He fakes surprise. “How did you guess?”
I give him a one-shouldered shrug. “I’m smart like that.”
“Let’s go snowshoeing.”
Startled by the abrupt change of subject, I blink at him. “Snowshoeing?”
Mason grins. “Yeah, you know—we’ll strap tennis rackets to our feet and traipse about in the snow.”
“Are you serious? Are you even allowed to leave the lodge?”
He gives me a wry look. “Of course I’m allowed to leave. The show isn’t holding me hostage.”
“But what about your adoring fans?”
Shrugging, Mason flashes me a nonchalant look. “Please, they don’t intimidate me.”
I cock my head to the side, staring him down.
He takes me by the shoulders, bending his knees slightly so he can look me in the eyes. “Besides, I’ll be in snow gear. Incognito.”
After several minutes, I finally give in. “Fine. Let’s go snowshoeing.”
“You’re a bit of a show-off,”Mason pants from behind me.
I look over my shoulder, grinning. “Why do you say that?”
He hurries to catch up with me, his arms moving awkwardly with his poles as he attempts to walk through the fluffy snow. The hill I just climbed isn’t steep, but Mason keeps slipping nevertheless.

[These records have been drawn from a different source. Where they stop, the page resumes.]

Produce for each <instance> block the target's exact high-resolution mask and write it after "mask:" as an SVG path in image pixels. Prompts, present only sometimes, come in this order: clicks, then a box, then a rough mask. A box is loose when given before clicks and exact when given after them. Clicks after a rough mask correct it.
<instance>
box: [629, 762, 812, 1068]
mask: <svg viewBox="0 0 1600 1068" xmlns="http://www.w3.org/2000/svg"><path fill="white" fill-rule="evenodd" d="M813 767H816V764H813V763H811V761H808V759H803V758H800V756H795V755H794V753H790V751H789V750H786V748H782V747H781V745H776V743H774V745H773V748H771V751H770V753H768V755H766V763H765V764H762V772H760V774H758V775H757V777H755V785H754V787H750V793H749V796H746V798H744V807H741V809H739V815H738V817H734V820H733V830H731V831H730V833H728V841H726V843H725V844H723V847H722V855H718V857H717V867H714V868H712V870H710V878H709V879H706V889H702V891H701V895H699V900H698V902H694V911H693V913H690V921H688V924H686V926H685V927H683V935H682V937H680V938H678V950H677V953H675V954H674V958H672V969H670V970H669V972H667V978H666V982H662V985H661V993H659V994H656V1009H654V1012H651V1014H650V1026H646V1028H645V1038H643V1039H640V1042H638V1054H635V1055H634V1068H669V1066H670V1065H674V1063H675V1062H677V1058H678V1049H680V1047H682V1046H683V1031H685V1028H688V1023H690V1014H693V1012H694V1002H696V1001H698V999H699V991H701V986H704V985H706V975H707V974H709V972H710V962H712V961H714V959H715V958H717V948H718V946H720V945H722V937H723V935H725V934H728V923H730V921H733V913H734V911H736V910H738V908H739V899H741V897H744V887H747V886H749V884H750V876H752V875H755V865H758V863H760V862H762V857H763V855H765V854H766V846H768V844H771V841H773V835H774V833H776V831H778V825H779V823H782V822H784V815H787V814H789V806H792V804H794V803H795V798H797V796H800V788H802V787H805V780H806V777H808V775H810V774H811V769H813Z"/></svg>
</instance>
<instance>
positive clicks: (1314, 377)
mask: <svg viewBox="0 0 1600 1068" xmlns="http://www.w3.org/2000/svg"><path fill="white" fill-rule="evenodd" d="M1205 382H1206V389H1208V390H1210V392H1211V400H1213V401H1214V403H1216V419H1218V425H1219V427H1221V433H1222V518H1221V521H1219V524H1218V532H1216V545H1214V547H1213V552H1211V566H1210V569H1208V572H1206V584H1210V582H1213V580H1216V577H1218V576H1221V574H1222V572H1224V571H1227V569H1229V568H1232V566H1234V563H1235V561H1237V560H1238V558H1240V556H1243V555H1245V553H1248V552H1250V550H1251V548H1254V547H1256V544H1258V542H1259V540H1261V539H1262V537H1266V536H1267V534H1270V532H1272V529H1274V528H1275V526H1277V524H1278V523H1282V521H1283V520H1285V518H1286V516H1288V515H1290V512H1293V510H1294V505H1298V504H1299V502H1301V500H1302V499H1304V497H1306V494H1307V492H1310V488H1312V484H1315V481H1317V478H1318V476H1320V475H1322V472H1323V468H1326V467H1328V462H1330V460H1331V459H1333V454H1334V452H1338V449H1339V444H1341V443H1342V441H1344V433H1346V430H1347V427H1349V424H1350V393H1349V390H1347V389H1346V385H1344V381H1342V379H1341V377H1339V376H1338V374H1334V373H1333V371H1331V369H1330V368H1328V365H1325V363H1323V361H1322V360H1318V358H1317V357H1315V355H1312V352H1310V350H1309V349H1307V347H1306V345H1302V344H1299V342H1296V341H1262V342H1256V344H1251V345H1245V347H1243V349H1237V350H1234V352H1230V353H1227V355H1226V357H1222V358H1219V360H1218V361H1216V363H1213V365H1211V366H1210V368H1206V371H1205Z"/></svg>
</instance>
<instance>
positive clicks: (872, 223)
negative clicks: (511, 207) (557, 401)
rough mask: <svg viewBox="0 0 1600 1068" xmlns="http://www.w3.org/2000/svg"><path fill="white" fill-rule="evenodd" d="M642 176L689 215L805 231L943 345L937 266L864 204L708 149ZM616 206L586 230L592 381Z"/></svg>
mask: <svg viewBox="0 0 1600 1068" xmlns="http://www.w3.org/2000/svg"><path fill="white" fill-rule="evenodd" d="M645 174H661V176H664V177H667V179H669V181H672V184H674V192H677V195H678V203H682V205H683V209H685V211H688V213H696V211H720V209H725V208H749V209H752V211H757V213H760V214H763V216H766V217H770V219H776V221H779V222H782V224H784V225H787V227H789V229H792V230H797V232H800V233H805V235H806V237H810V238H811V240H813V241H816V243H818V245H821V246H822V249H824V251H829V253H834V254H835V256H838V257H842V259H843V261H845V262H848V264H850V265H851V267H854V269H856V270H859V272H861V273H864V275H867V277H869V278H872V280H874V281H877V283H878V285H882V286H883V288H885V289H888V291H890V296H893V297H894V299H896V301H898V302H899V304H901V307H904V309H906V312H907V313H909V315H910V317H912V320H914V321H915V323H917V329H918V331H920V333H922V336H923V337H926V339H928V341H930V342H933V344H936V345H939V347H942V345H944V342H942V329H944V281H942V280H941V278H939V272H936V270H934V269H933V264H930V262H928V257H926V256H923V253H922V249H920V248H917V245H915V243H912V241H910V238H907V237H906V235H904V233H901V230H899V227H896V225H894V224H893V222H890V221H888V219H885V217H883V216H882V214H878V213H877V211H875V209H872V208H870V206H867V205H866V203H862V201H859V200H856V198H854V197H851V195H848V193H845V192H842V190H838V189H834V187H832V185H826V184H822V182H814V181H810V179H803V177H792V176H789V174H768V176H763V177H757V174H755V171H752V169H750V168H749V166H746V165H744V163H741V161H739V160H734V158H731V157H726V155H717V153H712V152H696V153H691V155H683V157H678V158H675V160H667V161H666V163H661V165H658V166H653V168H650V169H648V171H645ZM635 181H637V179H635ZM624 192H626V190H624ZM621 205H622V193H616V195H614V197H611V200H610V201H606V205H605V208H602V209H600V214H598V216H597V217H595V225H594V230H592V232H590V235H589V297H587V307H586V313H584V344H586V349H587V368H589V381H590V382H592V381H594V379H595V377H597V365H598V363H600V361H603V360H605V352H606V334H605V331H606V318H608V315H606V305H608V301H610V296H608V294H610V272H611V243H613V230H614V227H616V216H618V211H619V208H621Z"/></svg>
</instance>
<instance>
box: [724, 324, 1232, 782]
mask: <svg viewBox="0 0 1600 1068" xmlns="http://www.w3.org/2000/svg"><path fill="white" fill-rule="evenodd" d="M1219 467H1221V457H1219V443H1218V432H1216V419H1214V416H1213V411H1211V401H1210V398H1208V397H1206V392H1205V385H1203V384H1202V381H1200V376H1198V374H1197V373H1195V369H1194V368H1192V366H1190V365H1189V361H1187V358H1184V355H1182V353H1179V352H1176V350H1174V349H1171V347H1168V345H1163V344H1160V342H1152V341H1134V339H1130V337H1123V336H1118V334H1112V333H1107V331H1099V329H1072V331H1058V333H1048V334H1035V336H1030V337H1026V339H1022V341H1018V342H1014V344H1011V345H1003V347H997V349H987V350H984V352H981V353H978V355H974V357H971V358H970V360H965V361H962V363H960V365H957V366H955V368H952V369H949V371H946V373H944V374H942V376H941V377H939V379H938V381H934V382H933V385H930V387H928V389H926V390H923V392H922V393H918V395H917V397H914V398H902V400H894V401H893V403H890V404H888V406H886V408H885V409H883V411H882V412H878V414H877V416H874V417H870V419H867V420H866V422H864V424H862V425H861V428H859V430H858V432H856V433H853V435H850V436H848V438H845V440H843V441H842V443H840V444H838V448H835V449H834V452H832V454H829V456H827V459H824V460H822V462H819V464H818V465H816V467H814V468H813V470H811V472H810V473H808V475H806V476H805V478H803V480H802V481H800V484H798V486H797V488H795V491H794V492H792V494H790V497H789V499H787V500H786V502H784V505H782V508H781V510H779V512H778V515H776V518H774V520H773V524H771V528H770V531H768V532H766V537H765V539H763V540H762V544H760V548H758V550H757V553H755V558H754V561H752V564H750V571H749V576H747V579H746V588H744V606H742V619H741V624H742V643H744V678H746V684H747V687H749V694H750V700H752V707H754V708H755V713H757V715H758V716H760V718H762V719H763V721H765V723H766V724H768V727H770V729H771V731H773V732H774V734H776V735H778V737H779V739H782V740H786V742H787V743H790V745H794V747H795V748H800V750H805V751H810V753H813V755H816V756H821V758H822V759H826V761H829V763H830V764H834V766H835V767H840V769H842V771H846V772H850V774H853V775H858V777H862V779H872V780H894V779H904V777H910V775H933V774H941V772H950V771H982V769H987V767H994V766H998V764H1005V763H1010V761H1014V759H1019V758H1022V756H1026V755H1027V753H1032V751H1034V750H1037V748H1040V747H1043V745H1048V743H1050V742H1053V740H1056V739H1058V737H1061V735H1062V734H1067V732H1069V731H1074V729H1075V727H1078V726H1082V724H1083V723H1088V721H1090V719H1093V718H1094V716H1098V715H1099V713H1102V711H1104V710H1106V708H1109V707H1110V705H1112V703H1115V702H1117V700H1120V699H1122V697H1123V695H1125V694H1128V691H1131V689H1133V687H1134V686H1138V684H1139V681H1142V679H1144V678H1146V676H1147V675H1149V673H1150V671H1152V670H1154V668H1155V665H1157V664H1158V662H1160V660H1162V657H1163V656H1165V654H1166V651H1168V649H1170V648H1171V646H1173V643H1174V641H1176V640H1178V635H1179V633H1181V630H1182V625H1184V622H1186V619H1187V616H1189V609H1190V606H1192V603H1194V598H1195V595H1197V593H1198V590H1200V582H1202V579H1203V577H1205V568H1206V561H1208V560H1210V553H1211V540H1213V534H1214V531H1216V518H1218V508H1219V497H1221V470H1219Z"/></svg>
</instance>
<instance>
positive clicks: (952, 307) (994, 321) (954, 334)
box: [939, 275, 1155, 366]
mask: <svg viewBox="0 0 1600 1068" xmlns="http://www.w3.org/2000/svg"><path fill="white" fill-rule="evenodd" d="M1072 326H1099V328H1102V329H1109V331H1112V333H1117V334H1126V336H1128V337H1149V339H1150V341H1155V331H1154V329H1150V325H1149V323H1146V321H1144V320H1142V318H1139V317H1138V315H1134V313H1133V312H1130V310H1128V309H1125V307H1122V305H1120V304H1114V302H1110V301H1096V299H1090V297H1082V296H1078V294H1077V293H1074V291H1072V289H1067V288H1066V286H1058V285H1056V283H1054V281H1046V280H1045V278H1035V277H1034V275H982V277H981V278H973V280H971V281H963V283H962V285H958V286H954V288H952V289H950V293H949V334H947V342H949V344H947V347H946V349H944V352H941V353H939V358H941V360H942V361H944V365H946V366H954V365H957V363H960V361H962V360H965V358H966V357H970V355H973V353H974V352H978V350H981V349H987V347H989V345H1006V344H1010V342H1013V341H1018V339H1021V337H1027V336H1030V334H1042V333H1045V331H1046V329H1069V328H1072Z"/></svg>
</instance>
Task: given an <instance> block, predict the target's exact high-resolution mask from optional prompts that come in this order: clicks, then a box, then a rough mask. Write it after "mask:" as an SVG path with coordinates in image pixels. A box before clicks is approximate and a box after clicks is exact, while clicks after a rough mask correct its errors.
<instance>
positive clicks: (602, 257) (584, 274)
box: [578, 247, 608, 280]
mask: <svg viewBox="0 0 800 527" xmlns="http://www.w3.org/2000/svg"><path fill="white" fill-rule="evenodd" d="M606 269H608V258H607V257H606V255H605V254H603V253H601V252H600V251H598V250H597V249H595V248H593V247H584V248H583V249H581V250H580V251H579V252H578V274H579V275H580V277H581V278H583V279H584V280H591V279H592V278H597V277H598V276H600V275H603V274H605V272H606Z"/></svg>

“You have to really dig your snowshoe in,” I remind him. “Don’t forget to‘Engage with the snow.’”
That’s what the man at the rental shop said. Several times.
Mason rolls his eyes as he struggles with the hill. His skin is flushed from the cold air, and he looks beyond scrumptious in his snow gear. It’s a weird thought to have considering Brandon just shattered my heart, but it’s there, and I’m afraid I must acknowledge it.
“Engage with the snow,” Mason mutters as he attempts to tromp harder. Unfortunately, that just digs him in deeper.
“Let me help,” I say, turning around. I feel like a giant rabbit with the snowshoes attached to my boots.
“No, stay there,” Mason says, stubborn. “I got this.”
Ignoring him, I start down the hill. I stumble just a bit and throw out my hands and poles to steady myself.
All right, I will admit it; going down is a little more difficult than going up. Just when I’ve almost reached him, I slide again. This time, however, I don’t regain my balance.
Shrieking, I plow right into Mason. He tries to catch me, but my momentum gets the best of him, and we fall down the gentle hill, poles flying and feet flailing in the most uncoordinated way.
I fall next to him, getting a mouth full of snow. I try to push myself up only to have my hands sink deeper. Mason laughs next to me, not even trying to right himself yet. He landed in the soft bank back-first, and if you didn’t know better, you’d think he stopped to make a snow angel.
I’m laughing too hard to stand up, so I flop to my side and take in a deep, gasping breath.
Mason turns his head toward me. After several minutes of looking at the sky, I meet his gaze. The snow is cold on my flushed cheeks, but the day is warm for winter, even if the sun is now hidden behind dark clouds.
“I haven’t had this much fun in a long time,” he says.
I shift, aware that my leggings are only water resistant, and the snow is already soaking into them.
“Me either,” I say, and I’m surprised to find I really mean it.